Biden is the biggest drug runner ever.

Paul said...

And Biden is letting all that Fentanyl Southern Border.

Biden is the biggest drug runner ever.

gilbar said...

News you can use
Doctors say reversing effects of fentanyl overdose becoming more challenging

“Fentanyl, over the past year, they’ve come up with different strands of it to where it’s almost 100 times stronger than what the fentanyl was a year ago,” explained Chris Chodkowski, a trauma therapist.

Now, there’s a newer overdose reversal medication that’s said to be stronger. It’s called Zimhi, and some medical professionals who treat overdose victims say it’s doing a better job of reversing the effects of stronger fentanyl.

Several weeks ago, Drug Enforcement Administration lab results revealed that four out of every 10 fake pills are laced with fentanyl. Recently, that number jumped to six out of 10.

Those fake pills, which are smuggled into Florida along with cocaine, meth and heroin, have been known to be laced with deadly fentanyl to producer a greater high.

“Even the regular people that just smoke marijuana, if they’re getting it off the street, we’re seeing it laced with fentanyl here in Palm Beach County,” Chodkowski said.

He treats drug overdose victims who have suffered internal trauma to their bodies. He said that recently, stronger forms of fentanyl smuggled into Florida have caused overdoses that are hard to reverse with just one dose of Narcan.

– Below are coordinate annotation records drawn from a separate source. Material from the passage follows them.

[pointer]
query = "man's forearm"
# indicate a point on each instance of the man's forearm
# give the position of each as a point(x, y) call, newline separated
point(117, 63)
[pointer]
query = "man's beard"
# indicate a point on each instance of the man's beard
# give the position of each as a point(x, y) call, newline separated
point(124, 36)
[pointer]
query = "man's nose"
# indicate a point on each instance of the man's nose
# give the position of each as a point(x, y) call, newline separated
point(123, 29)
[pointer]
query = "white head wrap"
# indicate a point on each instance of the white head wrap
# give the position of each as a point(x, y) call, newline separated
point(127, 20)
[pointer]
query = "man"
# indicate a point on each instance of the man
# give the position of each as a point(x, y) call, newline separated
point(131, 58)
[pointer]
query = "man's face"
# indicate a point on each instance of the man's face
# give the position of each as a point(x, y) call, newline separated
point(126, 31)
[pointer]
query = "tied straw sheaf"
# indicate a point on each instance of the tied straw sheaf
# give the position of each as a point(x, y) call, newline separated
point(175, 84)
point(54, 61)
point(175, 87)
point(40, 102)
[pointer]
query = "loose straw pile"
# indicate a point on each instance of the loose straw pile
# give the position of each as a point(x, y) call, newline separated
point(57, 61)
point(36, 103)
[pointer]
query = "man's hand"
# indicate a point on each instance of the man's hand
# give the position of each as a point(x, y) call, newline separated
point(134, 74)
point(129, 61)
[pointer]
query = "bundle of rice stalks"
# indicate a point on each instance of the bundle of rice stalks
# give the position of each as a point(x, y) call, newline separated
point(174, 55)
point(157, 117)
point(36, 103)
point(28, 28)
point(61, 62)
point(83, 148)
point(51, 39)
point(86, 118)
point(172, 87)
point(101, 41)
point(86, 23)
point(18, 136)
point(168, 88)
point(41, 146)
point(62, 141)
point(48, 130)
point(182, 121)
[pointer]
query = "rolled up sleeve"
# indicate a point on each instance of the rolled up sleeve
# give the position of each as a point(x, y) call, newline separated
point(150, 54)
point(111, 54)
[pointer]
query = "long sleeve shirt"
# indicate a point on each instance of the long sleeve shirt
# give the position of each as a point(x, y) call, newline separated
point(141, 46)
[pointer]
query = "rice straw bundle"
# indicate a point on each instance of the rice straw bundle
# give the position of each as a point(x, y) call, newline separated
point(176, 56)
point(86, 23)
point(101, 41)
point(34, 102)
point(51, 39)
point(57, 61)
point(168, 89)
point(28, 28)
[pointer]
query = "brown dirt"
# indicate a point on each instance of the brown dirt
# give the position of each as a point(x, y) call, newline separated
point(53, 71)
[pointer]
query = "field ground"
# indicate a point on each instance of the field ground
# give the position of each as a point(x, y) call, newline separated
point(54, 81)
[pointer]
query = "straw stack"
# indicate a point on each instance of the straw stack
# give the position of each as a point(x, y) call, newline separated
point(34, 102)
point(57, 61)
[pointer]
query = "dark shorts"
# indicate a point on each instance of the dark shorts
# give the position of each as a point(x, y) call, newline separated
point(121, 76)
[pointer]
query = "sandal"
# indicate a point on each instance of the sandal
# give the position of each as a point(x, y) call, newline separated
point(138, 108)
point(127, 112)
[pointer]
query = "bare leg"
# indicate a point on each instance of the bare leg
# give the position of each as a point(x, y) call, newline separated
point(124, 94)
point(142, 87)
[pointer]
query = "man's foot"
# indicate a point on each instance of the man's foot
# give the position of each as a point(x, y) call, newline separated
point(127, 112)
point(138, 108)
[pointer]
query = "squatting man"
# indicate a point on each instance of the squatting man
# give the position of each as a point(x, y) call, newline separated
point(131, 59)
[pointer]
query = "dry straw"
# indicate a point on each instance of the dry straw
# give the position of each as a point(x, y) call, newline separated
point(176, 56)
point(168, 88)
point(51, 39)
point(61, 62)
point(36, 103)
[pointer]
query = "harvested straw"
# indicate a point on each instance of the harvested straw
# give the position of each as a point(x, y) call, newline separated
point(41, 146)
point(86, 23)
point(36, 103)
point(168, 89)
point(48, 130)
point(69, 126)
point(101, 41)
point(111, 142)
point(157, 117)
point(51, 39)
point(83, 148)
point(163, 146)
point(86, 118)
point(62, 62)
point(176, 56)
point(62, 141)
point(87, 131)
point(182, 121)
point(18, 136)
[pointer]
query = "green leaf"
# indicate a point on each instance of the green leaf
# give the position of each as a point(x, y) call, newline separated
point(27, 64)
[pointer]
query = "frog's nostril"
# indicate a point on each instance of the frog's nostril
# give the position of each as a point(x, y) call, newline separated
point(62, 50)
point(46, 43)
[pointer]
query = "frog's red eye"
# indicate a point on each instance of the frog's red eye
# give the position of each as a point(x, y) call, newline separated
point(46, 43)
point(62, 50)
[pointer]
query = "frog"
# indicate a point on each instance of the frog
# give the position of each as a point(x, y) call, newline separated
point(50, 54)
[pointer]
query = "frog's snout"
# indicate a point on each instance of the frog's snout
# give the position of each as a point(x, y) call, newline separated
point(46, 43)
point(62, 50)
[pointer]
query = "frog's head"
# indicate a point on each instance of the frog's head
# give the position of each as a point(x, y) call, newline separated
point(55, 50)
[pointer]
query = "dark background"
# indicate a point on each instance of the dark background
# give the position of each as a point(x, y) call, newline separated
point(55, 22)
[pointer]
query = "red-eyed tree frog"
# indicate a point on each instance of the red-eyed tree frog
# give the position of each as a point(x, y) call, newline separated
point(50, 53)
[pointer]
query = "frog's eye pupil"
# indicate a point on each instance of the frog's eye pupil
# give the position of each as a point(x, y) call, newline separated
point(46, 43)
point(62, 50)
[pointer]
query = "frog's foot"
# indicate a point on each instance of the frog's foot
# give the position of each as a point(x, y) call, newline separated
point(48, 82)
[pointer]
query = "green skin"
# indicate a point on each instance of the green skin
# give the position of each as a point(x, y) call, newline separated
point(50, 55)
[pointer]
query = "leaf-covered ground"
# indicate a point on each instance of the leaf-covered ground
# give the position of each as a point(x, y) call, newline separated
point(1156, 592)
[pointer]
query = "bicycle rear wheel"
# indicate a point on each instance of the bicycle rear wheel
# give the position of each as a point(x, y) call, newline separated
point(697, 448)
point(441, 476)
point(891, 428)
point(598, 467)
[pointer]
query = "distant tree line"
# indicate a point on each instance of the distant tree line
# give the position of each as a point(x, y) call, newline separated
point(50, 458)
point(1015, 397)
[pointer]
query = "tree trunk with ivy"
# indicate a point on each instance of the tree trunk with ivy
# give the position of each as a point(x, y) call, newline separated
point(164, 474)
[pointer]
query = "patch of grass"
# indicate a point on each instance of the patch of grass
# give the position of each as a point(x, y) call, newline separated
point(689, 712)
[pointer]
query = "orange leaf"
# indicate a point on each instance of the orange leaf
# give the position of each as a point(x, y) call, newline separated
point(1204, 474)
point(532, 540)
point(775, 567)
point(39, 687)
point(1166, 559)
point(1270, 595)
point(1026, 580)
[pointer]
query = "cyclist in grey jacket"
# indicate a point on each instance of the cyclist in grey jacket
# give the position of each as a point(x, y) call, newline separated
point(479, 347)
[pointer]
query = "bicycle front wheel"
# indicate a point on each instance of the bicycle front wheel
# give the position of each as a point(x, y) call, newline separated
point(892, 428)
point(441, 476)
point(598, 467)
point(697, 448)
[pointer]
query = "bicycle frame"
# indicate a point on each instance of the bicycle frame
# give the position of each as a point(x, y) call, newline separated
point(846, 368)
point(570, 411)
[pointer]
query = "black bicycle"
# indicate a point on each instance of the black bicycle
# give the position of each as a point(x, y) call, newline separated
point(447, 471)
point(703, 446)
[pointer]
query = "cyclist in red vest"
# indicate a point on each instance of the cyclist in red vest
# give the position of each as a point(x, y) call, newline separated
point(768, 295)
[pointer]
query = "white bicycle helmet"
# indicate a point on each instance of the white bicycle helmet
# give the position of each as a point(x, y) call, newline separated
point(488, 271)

a Jacksonville woman, who spoke on a condition of anonymity, said her daughter accidentally ingested fentanyl two weeks ago. “She was administered Narcan twice in the ambulance. And then twice again in the ambulance,” she said.
That’s a total of four doses of Narcan

Lem the artificially intelligent said...

If it’s so bad why not lock the country down for a couple weeks… to flatten the curb.

mikee said...

Give the addicts as much free fentanyl as they want and the problem solves itself. That's what is happening already, with the extra step of for-profit illegal sale of the drug.

wendybar said...

You can thank Joe Biden and Kamala Harris for all the deaths.

Tina Trent said...

Robert Cook: your claim about NYC neglects two facts: the radical DAs do not even prosecute many crimes now and have reduced others, including serious muggings and burglaries to misdemeanors. Much property crime isn't even criminal anymore in cities from NYC to Chicago to San Francisco. So of course stats are down.

The chart you link to is useless. Note that it is mostly places with tiny populations near big cities. Take Newnan, for example. It has some 40K people and is an exurb of Atlanta. I can tell you the Atlanta region is more dangerous than it has been since around 1990. Any real analysis of crime would be regional. The few big cities that make that list must be lunatic asylums.

The most cogent fact? They are all run by Democrats.

dwshelf said...

Chappelle is a racist asshole.

Chappelle is a comedian. A good one.

L Day said...

Howard says we can thank the man who discovered fentanyl, not the people who manufacture many millions of doses and then smuggle them into America. My question for Howard is, "How hard do you have to work at being as stupid as you are?" One wouldn't think it would be that easy.